Abstract 4835
Background
We previously reported the results of a randomized phase II controlled trial comparing mFOLFOX6 plus bevacizumab (Bmab) with mFOLFOX6 plus cetuximab (Cmab) for KRAS wild-type (wt) colorectal cancer (CRC) with liver-limited metastases that were not optimally resectable. The current study is the first to examine the role of histopathologic response based on the study data of anti-VEGF versus anti-EGFR antibody.
Methods
In the ATOM trial, KRAS wild-type CRC patients with liver-limited metastases were eligible if the number of lesions was more than 5 and/or the size of lesions was more than 5cm in the maximum diameter.

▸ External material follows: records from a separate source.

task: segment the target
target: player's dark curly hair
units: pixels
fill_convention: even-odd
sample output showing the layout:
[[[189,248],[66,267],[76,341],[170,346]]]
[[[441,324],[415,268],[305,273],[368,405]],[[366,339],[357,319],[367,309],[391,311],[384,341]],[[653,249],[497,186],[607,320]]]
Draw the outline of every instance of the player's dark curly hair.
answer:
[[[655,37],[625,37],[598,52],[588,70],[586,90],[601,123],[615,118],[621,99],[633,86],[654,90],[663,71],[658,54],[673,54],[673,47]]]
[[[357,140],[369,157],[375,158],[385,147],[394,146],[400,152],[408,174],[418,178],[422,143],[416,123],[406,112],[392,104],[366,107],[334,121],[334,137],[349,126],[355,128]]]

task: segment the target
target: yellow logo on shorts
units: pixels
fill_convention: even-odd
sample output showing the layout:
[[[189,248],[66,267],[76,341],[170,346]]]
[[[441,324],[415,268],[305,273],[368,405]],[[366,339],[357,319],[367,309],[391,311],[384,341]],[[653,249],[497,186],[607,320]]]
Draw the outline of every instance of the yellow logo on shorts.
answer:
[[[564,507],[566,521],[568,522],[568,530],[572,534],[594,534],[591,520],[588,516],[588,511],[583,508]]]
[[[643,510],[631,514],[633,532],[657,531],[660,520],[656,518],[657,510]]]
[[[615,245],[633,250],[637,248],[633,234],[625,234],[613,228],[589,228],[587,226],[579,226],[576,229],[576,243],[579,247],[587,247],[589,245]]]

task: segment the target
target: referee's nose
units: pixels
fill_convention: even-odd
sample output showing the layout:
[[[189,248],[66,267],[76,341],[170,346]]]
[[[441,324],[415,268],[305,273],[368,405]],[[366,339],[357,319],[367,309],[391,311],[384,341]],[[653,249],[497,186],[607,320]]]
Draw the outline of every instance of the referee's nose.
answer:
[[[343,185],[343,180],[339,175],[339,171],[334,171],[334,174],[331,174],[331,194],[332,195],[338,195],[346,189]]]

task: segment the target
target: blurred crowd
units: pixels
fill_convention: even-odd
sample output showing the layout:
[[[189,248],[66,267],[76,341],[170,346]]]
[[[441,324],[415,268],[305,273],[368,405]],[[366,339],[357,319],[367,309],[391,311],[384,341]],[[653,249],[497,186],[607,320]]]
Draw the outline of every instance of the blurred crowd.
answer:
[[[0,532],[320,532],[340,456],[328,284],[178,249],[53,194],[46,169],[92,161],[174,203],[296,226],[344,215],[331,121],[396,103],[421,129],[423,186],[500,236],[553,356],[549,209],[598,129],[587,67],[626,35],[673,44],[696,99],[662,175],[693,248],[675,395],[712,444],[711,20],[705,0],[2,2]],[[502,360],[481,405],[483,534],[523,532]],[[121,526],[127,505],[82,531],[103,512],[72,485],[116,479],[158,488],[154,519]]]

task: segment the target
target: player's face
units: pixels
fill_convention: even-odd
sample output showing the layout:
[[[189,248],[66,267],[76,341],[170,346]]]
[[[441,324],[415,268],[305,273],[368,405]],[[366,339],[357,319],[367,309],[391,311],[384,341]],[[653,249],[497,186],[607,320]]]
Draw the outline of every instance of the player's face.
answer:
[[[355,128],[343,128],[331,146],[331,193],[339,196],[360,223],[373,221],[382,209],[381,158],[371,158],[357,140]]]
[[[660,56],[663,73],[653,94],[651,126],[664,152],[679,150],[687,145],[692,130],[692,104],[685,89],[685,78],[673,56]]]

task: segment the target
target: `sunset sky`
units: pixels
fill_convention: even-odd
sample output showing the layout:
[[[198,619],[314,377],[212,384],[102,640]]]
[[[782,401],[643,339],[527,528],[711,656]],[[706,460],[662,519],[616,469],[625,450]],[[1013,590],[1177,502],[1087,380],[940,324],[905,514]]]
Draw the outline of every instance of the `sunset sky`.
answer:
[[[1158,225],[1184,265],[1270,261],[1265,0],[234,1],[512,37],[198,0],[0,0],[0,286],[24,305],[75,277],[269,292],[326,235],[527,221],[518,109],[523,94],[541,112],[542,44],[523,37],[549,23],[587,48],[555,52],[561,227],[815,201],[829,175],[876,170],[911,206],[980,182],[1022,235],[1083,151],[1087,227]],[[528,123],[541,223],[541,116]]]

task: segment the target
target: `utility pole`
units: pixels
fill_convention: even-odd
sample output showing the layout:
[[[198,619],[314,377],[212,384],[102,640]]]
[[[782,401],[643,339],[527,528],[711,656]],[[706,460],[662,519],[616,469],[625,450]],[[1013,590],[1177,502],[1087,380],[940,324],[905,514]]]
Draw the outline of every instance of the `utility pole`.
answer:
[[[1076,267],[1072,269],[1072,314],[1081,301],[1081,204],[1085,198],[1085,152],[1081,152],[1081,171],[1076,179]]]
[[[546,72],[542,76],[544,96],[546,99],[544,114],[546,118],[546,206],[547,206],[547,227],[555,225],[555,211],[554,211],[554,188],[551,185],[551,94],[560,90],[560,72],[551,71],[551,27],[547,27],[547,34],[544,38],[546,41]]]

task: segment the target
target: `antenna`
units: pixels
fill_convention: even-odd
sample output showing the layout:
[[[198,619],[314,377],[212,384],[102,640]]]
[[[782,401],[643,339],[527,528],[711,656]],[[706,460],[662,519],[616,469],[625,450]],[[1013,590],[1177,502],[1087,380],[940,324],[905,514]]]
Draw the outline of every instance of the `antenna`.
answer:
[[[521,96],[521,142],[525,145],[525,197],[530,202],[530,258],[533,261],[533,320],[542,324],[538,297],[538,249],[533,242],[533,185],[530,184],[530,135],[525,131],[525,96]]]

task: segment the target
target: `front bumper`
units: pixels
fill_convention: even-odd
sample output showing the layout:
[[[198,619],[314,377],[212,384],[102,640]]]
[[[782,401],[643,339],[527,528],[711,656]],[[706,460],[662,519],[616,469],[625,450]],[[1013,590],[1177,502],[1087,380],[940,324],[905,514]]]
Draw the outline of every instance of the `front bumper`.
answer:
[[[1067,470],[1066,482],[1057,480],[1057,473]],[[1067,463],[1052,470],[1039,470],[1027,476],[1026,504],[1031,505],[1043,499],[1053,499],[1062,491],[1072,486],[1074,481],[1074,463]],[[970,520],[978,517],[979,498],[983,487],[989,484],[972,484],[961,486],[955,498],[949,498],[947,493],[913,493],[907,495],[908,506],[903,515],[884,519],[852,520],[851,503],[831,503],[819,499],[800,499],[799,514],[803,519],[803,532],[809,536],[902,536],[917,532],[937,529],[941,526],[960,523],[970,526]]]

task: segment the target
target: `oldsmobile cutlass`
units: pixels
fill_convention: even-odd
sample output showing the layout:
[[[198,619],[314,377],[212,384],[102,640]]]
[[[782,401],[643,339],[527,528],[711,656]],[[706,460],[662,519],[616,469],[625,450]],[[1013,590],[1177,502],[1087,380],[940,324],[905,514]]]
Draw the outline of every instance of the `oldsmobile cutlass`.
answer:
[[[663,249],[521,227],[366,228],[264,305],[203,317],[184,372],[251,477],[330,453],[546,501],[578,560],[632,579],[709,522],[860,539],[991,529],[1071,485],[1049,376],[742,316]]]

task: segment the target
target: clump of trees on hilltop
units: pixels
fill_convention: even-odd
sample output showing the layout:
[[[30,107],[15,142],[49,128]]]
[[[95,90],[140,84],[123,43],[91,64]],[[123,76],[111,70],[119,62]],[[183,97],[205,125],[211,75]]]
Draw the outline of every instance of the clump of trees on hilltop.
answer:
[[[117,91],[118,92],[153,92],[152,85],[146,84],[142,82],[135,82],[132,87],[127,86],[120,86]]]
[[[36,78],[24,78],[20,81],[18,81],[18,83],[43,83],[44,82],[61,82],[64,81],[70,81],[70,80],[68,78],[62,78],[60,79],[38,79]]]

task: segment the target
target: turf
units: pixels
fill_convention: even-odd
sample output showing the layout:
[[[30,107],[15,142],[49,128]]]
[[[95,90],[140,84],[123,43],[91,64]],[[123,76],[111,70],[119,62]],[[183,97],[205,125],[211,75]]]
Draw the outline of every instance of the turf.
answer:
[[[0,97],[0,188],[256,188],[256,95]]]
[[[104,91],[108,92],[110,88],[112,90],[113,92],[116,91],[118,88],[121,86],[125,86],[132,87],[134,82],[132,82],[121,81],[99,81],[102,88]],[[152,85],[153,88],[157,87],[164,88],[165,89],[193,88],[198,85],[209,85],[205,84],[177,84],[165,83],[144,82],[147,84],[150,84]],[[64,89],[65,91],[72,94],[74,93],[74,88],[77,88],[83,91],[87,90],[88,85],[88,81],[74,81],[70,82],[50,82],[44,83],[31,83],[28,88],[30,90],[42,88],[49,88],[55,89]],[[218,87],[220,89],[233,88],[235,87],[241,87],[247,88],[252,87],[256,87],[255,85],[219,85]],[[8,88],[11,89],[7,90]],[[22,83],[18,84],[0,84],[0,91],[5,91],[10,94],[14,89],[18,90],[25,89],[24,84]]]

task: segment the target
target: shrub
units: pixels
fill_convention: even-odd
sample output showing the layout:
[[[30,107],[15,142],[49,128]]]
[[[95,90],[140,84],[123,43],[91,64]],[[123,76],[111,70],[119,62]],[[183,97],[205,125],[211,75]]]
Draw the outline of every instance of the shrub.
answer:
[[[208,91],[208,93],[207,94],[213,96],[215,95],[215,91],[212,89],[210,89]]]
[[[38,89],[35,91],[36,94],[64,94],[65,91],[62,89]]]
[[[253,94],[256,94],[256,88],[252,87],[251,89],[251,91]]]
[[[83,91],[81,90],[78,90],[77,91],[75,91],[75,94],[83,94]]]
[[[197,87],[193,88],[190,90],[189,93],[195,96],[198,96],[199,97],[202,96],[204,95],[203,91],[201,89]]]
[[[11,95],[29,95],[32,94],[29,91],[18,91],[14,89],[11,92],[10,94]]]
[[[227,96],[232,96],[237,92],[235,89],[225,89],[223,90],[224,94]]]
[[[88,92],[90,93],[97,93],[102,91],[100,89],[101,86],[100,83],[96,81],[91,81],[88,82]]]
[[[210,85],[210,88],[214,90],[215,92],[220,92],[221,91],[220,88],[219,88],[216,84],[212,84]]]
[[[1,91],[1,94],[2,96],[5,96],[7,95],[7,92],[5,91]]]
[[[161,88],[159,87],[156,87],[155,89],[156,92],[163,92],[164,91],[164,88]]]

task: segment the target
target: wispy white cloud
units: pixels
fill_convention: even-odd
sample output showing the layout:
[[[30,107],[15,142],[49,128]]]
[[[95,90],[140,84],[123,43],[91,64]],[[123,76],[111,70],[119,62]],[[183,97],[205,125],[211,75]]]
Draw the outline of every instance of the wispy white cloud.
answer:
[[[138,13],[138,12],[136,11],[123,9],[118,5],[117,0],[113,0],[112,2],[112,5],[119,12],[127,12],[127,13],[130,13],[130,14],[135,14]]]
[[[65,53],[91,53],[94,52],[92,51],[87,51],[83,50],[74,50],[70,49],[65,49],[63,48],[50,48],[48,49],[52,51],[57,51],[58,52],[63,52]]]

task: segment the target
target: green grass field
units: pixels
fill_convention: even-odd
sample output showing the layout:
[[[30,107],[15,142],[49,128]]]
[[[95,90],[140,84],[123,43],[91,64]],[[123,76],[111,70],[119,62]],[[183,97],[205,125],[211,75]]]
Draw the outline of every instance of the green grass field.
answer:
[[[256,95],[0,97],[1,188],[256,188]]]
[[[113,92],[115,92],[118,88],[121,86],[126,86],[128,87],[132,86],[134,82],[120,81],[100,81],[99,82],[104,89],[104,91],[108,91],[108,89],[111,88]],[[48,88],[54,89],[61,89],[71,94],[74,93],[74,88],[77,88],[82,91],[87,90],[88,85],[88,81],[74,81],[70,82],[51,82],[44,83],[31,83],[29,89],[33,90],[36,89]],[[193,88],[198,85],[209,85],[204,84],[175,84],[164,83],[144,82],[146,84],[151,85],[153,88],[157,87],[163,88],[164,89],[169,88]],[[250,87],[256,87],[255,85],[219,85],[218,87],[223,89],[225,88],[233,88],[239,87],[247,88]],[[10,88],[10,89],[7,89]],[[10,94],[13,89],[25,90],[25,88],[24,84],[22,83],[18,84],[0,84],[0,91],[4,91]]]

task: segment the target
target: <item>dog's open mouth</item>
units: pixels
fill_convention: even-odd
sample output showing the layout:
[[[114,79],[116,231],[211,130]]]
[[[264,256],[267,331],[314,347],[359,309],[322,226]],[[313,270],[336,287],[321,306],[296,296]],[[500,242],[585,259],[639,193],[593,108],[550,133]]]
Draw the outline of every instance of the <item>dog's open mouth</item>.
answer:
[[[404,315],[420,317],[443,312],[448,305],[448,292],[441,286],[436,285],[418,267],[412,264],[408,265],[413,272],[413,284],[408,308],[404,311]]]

The primary endpoint was progression-free survival (PFS). Of 116 eligible patients, patients who underwent liver metastasectomy were evaluated for histopathologic response in this study. Resected liver specimens were assessed by the independent pathological review committee. Preplanned pathological assessments included tumor regression grade (TRG), dangerous halo, and sinusoidal obstruction of resected liver specimens. Patients were categorized into major histopathologic response (MjHR) if they had TRG of 1 (viable tumor cells = 0%) or 2 (< 25%), partial histopathologic response (PHR) if they had TRG of 3 (< 50%), or no histopathologic response (NHR) if they had TRG of 4 (< 75%) or 5 (> 75%).
Results
A total of 59 patients had TRG evaluation based on resected specimens by liver metastasectomy. Of those, 55 (28 in Bmab arm, 27 in Cmab arm) were eligible for analysis. In the Bmab arm, the number of patients with MjHR/PHR/NHR was 12/1/15 (43/4/54%); in the Cmab arm, 13/10/4 (48/37/15%). Median PFS of patients with a MjHR or PHR/NHR was 8.3 or 4.4 months in the Bmab arm and Not Reached or 5.4 months in the Cmab arm. Patients with a MjHR had a longer PFS than those with a PHR/NHR in both the Bmab arm (hazard ratio [HR], 0.50 (95%CI, 0.19-1.28)) and the Cmab arm (HR, 0.17 (95%CI, 0.05-0.58)).
Conclusions
In the TRG assessment, the proportion of MjHR was similar between the two arms. The impact of MjHR on PFS as compared to PHR/NHR was observed in both arms. Further results regarding other assessments will be presented.
Clinical trial identification
NCT01836653.
Legal entity responsible for the study
ATOM study group.
Funding
Chugai Pharmaceutical.
Editorial Acknowledgement
Disclosure
All authors have declared no conflicts of interest.